The present “supercusp” ion-source was originally developed to maximise the production of atomic ions (D+). The higher yield of slower molecular ions from the chequerboard ion-source will result in an increase of fractional (half and third) energy components in the neutral beam. In terms of the central plasma heating efficiency, normalised to total neutral beam power, the effect of the higher fractional energy components will be compensated for by the increase in acceleration voltage from 80kV to 125kV on the PINIs presently fitted to the Octant 4 injector box. This voltage increase (at 65A beam current) is only made possible by the new power supplies, which will also improve the reliability and availability of the NB system. In combination with the two similar 130kV/130A HVPS units commissioned on the Octant 8 neutral injector box in 2003, 75% of the JET PINI accelerators will be fed by new HVPS units when the enhancement is completed and brought into full operation in 2009.

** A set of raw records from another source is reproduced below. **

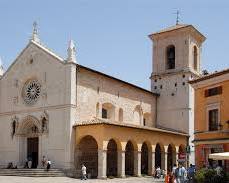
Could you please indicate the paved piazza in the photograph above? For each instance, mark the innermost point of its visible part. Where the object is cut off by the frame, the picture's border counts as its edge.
(15, 179)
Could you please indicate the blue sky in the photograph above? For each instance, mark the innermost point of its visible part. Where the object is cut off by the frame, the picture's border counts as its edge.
(111, 35)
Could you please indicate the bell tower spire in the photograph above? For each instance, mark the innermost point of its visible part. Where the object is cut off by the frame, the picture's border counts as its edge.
(1, 68)
(35, 36)
(71, 52)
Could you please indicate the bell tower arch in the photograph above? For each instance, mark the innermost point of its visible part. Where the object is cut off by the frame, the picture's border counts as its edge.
(176, 60)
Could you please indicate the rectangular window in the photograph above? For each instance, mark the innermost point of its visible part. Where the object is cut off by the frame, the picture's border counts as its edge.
(144, 122)
(213, 91)
(213, 119)
(104, 113)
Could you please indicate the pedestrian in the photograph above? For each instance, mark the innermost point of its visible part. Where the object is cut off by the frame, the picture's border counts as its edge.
(84, 172)
(158, 172)
(26, 163)
(30, 162)
(180, 174)
(48, 165)
(191, 172)
(43, 162)
(174, 170)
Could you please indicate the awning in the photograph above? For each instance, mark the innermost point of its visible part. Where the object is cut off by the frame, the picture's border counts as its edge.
(219, 156)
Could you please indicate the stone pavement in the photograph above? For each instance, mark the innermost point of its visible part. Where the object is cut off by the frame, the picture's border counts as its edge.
(15, 179)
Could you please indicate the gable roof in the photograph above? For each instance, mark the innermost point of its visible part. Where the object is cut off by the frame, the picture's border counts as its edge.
(50, 52)
(209, 76)
(39, 46)
(175, 27)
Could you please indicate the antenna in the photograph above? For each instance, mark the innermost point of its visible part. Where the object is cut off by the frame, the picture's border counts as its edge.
(178, 17)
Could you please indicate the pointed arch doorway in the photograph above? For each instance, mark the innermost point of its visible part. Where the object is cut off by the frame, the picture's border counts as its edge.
(29, 131)
(33, 150)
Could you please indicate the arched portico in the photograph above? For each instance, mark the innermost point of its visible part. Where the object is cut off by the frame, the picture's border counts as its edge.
(29, 131)
(112, 158)
(126, 151)
(87, 154)
(129, 159)
(171, 156)
(145, 159)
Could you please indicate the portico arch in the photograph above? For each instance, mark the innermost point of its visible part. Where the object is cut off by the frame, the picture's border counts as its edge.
(144, 159)
(87, 153)
(112, 158)
(129, 158)
(159, 156)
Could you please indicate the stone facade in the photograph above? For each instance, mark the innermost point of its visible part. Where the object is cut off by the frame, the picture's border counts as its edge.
(176, 95)
(60, 106)
(211, 133)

Planning New Diagnostics Enhancements

A significant upgrade of the present JET diagnostics is also needed for an effective scientific programme in support of ITER. The upgrade will include diagnostics for ITER scenario development and systems required to fully exploit the JET new projects, such as ITER-like Wall and the High Frequency Pellet Injector. Final validation of diagnostic concepts for ITER, even if not indispensable for JET operation, could also be tested at JET before being installed on ITER.

According to these guidelines, new diagnostic systems were proposed for JET based on their scientific relevance at the end of 2004 by an expert working group, and is being considered by the EFDA Scientific and Technical Advisory Committee (STAC).